Me giro al fin y le miro a la cara. La tiene completamente negra y huele a humo y a madera, y detrás de toda esa suciedad unos ojos marrones brillan con esa esperanza que solo tienen los niños la noche antes de Reyes. Cree en lo que me está diciendo, en que podemos vencer esta batalla perdida aunque todo esté en nuestra contra. Y noto como sonrío.

El agua que derramo sobre mi cara está caliente debido a que la botella que la contenía a estado demasiado tiempo tumbada sobre el techo del camión, y aunque no ha conseguido su objetivo, el de despejarme, sí que hace que pueda notar mi olor a través de toda la suciedad que lleva horas echando raíces en mi piel. Puedo sentir que sigo viva, que respiro y tengo sangre caliente, y eso termina de darme la energía que necesitaba para saltar del techo del camión y coger mi casco que en un ataque de ira de esos que nacen de la falta de esperanza había lanzado lejos, muy lejos. Exactamente donde deseaba estar en realidad. Me lo pongo, me lo ajusto, y me doy la vuelta buscando a Juanfran, que sigue sobre el camión colocándose todos los arneses para tener bien atados a su cuerpo la bombona de oxígeno, el casco, las herramientas y la manguera.

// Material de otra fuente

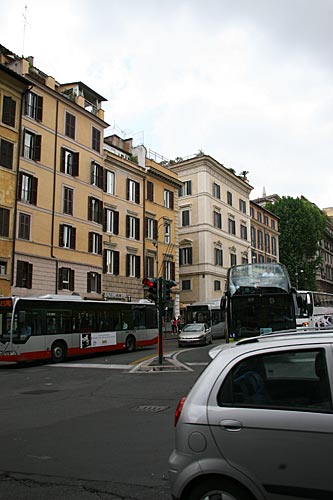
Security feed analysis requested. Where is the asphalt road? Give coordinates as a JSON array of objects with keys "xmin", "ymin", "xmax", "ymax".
[{"xmin": 0, "ymin": 340, "xmax": 220, "ymax": 500}]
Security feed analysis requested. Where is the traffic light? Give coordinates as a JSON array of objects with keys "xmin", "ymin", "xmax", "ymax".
[
  {"xmin": 164, "ymin": 280, "xmax": 177, "ymax": 302},
  {"xmin": 142, "ymin": 278, "xmax": 157, "ymax": 303}
]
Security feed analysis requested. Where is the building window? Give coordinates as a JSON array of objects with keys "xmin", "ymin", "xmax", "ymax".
[
  {"xmin": 179, "ymin": 247, "xmax": 192, "ymax": 266},
  {"xmin": 182, "ymin": 208, "xmax": 190, "ymax": 227},
  {"xmin": 126, "ymin": 254, "xmax": 140, "ymax": 278},
  {"xmin": 163, "ymin": 260, "xmax": 175, "ymax": 280},
  {"xmin": 0, "ymin": 207, "xmax": 10, "ymax": 238},
  {"xmin": 16, "ymin": 260, "xmax": 33, "ymax": 289},
  {"xmin": 59, "ymin": 224, "xmax": 76, "ymax": 250},
  {"xmin": 24, "ymin": 92, "xmax": 43, "ymax": 122},
  {"xmin": 65, "ymin": 112, "xmax": 76, "ymax": 139},
  {"xmin": 164, "ymin": 189, "xmax": 173, "ymax": 210},
  {"xmin": 228, "ymin": 219, "xmax": 236, "ymax": 235},
  {"xmin": 91, "ymin": 127, "xmax": 101, "ymax": 153},
  {"xmin": 90, "ymin": 161, "xmax": 103, "ymax": 189},
  {"xmin": 214, "ymin": 280, "xmax": 221, "ymax": 292},
  {"xmin": 213, "ymin": 210, "xmax": 222, "ymax": 229},
  {"xmin": 103, "ymin": 249, "xmax": 119, "ymax": 275},
  {"xmin": 18, "ymin": 172, "xmax": 38, "ymax": 205},
  {"xmin": 88, "ymin": 232, "xmax": 102, "ymax": 255},
  {"xmin": 182, "ymin": 280, "xmax": 191, "ymax": 291},
  {"xmin": 147, "ymin": 181, "xmax": 154, "ymax": 201},
  {"xmin": 0, "ymin": 260, "xmax": 7, "ymax": 276},
  {"xmin": 0, "ymin": 139, "xmax": 14, "ymax": 169},
  {"xmin": 18, "ymin": 213, "xmax": 31, "ymax": 240},
  {"xmin": 103, "ymin": 208, "xmax": 119, "ymax": 234},
  {"xmin": 58, "ymin": 267, "xmax": 75, "ymax": 291},
  {"xmin": 251, "ymin": 226, "xmax": 257, "ymax": 248},
  {"xmin": 87, "ymin": 271, "xmax": 101, "ymax": 293},
  {"xmin": 239, "ymin": 200, "xmax": 246, "ymax": 214},
  {"xmin": 126, "ymin": 215, "xmax": 140, "ymax": 240},
  {"xmin": 164, "ymin": 222, "xmax": 171, "ymax": 245},
  {"xmin": 265, "ymin": 234, "xmax": 271, "ymax": 253},
  {"xmin": 23, "ymin": 130, "xmax": 42, "ymax": 161},
  {"xmin": 258, "ymin": 229, "xmax": 264, "ymax": 250},
  {"xmin": 178, "ymin": 181, "xmax": 192, "ymax": 196},
  {"xmin": 60, "ymin": 148, "xmax": 79, "ymax": 177},
  {"xmin": 62, "ymin": 186, "xmax": 74, "ymax": 215},
  {"xmin": 104, "ymin": 169, "xmax": 115, "ymax": 194},
  {"xmin": 146, "ymin": 217, "xmax": 157, "ymax": 240},
  {"xmin": 241, "ymin": 224, "xmax": 247, "ymax": 240},
  {"xmin": 213, "ymin": 182, "xmax": 221, "ymax": 200},
  {"xmin": 145, "ymin": 256, "xmax": 155, "ymax": 278},
  {"xmin": 127, "ymin": 179, "xmax": 140, "ymax": 203},
  {"xmin": 88, "ymin": 196, "xmax": 103, "ymax": 224},
  {"xmin": 2, "ymin": 95, "xmax": 16, "ymax": 127},
  {"xmin": 214, "ymin": 248, "xmax": 223, "ymax": 266}
]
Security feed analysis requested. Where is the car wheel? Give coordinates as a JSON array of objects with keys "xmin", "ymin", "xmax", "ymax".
[
  {"xmin": 51, "ymin": 341, "xmax": 67, "ymax": 363},
  {"xmin": 186, "ymin": 478, "xmax": 254, "ymax": 500}
]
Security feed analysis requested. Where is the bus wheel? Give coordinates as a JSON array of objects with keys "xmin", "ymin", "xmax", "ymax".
[
  {"xmin": 125, "ymin": 335, "xmax": 135, "ymax": 352},
  {"xmin": 51, "ymin": 341, "xmax": 66, "ymax": 363}
]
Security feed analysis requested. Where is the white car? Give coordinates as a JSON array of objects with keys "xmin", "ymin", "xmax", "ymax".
[{"xmin": 178, "ymin": 323, "xmax": 213, "ymax": 347}]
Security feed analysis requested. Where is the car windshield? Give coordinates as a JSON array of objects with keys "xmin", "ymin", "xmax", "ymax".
[{"xmin": 183, "ymin": 324, "xmax": 204, "ymax": 332}]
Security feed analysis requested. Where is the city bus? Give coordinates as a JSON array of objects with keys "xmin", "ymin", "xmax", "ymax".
[
  {"xmin": 0, "ymin": 295, "xmax": 158, "ymax": 362},
  {"xmin": 296, "ymin": 290, "xmax": 333, "ymax": 328},
  {"xmin": 185, "ymin": 300, "xmax": 224, "ymax": 338},
  {"xmin": 221, "ymin": 263, "xmax": 296, "ymax": 342}
]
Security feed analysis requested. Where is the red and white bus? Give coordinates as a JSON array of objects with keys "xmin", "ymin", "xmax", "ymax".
[{"xmin": 0, "ymin": 295, "xmax": 158, "ymax": 362}]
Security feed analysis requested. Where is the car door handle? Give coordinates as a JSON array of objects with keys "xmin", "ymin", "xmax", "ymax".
[{"xmin": 220, "ymin": 420, "xmax": 243, "ymax": 432}]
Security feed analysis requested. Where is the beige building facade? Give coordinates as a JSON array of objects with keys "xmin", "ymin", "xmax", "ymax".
[{"xmin": 170, "ymin": 154, "xmax": 252, "ymax": 307}]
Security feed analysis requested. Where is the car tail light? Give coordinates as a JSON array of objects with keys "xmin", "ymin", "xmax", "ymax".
[{"xmin": 174, "ymin": 396, "xmax": 186, "ymax": 427}]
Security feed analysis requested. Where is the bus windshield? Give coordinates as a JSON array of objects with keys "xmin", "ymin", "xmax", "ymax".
[
  {"xmin": 229, "ymin": 264, "xmax": 291, "ymax": 295},
  {"xmin": 225, "ymin": 263, "xmax": 296, "ymax": 342}
]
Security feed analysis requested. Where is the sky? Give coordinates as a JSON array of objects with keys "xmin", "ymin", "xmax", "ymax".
[{"xmin": 0, "ymin": 0, "xmax": 333, "ymax": 208}]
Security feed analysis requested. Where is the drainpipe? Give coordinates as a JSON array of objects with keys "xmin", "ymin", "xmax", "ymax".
[{"xmin": 51, "ymin": 99, "xmax": 59, "ymax": 295}]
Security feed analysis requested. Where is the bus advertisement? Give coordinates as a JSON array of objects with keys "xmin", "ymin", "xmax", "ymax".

Al terminar, levanta una de sus manos y alza sus dedos índice y meñique en una clara alusión a la música que pusimos en nuestra boda cuando entramos en el comedor. Las caras de nuestros padres mientras sonaba Slayer a todo trapo fue un poema, pero lo importante es que no dejamos de ser nosotros mismos. Jamás hemos dejado de serlo y, me temo, siempre va a ser así.

─¿Vamos? ─le pregunto a Juanfran, a mi marido, a la persona al lado de la cual todo puede conseguirse, incluso apagar este puto fuego que nos amenaza y que está matando este lugar de ensueño al que una vez debimos venir.

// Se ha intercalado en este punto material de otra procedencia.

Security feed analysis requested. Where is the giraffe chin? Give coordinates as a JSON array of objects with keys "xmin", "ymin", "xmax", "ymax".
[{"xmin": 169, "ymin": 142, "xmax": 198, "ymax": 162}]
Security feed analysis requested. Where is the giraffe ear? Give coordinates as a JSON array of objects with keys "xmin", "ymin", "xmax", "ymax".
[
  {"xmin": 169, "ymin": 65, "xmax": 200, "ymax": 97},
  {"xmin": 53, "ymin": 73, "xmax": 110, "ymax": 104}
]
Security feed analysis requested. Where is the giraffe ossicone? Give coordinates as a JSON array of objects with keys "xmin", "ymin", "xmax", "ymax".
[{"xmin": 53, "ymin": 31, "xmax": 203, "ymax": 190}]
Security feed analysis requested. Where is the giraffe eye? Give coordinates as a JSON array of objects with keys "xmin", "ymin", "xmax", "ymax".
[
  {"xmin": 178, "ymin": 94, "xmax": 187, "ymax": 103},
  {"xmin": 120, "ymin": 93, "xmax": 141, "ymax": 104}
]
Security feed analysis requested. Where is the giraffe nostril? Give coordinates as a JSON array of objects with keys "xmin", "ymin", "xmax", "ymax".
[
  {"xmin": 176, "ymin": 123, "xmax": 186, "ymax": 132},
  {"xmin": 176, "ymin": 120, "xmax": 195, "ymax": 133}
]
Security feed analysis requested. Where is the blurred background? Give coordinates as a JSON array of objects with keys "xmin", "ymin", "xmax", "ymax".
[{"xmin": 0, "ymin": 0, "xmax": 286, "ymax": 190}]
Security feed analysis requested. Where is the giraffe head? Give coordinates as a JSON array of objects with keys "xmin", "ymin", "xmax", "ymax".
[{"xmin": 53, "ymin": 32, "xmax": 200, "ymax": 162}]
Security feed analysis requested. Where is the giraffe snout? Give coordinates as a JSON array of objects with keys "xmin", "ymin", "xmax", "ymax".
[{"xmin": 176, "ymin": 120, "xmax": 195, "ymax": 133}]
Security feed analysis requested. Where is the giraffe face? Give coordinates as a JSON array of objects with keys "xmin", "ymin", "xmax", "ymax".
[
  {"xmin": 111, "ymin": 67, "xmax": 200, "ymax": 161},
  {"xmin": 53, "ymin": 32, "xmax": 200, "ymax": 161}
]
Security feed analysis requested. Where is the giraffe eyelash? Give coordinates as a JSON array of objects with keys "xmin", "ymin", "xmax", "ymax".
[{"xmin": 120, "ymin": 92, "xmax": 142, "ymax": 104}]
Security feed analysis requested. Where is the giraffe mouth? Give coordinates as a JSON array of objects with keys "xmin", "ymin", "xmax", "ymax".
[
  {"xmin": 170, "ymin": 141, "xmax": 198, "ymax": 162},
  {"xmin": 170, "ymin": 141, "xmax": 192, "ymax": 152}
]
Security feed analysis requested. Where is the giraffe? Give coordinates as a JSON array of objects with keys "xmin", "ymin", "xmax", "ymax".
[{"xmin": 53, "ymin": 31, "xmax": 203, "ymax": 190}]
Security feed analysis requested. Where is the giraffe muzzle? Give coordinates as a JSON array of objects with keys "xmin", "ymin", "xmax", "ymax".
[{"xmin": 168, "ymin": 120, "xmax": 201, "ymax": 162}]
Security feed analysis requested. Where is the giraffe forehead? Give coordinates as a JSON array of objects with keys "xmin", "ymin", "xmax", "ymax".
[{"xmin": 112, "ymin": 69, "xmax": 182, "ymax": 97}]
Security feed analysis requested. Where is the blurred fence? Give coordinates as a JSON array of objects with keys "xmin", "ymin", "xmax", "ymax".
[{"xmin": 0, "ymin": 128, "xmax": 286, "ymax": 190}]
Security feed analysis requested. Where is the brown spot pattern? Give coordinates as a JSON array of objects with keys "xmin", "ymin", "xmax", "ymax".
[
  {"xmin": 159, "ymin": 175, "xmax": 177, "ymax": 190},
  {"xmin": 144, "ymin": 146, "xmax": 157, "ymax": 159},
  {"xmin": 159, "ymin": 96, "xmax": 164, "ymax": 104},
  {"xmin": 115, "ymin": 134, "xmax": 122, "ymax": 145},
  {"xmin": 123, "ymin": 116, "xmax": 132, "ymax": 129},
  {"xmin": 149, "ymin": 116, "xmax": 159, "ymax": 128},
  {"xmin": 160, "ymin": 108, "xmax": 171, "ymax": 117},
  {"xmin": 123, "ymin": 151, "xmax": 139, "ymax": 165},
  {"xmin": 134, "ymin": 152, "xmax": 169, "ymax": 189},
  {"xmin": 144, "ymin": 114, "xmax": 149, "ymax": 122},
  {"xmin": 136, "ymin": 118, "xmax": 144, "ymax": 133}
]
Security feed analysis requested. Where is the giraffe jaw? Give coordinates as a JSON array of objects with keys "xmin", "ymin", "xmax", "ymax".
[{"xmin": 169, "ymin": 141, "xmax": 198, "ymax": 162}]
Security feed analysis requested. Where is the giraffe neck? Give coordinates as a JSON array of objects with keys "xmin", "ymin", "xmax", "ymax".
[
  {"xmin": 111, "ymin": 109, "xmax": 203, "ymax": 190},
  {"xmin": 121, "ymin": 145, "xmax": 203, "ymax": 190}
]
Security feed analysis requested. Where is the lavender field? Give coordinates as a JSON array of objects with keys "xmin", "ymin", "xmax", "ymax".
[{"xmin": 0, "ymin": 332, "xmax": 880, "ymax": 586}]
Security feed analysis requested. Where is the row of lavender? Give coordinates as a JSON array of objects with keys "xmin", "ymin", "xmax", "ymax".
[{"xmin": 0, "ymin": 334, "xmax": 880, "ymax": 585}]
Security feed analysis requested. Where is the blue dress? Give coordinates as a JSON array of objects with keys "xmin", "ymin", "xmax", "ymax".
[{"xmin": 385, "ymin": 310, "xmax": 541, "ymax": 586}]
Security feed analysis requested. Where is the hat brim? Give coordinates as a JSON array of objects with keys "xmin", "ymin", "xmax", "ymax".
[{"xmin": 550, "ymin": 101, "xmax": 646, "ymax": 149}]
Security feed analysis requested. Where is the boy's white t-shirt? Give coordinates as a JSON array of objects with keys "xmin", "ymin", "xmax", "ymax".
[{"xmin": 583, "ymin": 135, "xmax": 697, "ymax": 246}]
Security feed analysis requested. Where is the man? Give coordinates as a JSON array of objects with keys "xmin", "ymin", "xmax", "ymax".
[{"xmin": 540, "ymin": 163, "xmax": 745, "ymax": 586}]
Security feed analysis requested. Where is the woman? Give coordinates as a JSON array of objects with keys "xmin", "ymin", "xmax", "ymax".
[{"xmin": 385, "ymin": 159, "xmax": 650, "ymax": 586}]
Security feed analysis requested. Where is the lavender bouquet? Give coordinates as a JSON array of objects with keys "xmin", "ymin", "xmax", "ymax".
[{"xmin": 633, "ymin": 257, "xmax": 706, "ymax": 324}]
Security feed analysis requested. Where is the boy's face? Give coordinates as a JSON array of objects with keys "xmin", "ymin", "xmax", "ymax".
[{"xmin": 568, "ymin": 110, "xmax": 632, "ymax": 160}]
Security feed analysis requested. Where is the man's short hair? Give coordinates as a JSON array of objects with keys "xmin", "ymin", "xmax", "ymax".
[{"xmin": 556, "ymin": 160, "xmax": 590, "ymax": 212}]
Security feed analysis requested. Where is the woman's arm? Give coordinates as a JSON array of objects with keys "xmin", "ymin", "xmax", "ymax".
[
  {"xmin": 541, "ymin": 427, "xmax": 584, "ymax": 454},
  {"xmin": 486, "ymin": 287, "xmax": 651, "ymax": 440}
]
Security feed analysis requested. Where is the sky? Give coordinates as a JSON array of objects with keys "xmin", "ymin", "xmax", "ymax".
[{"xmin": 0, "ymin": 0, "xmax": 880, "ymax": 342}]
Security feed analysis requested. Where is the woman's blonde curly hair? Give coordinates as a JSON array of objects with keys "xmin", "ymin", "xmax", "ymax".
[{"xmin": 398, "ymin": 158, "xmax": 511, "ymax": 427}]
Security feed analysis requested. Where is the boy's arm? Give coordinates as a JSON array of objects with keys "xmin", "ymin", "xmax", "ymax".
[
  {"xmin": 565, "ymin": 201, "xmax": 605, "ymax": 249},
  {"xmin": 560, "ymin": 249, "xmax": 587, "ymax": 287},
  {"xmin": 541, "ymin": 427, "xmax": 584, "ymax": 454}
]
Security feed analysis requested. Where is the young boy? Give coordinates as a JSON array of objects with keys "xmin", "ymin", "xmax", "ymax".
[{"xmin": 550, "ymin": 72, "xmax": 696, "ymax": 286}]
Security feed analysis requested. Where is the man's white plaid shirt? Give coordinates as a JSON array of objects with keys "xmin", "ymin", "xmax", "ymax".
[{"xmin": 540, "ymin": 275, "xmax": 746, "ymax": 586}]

─Desde luego, cariño. ─de un salto se pone a mi lado y enciende la manguera.

Mientras el agua a presión nos abre el camino a través de las llamas, y yo voy lanzando pequeñas ráfagas de agua a temperatura de -10ºC con mi mochila especial, no hay miedo ni tristeza en mis pensamientos, no hay ni muerte ni falta de futuro en mi alma, solo la seguridad de que pase lo que pase, se pierda lo que se pierda, la esperanza y la ilusión por la vida nadie nos la va a quitar, aunque se empeñen y se esfuercen con todas sus fuerzas en que así sea.

Las llamas gritan, nuestros corazones luchan.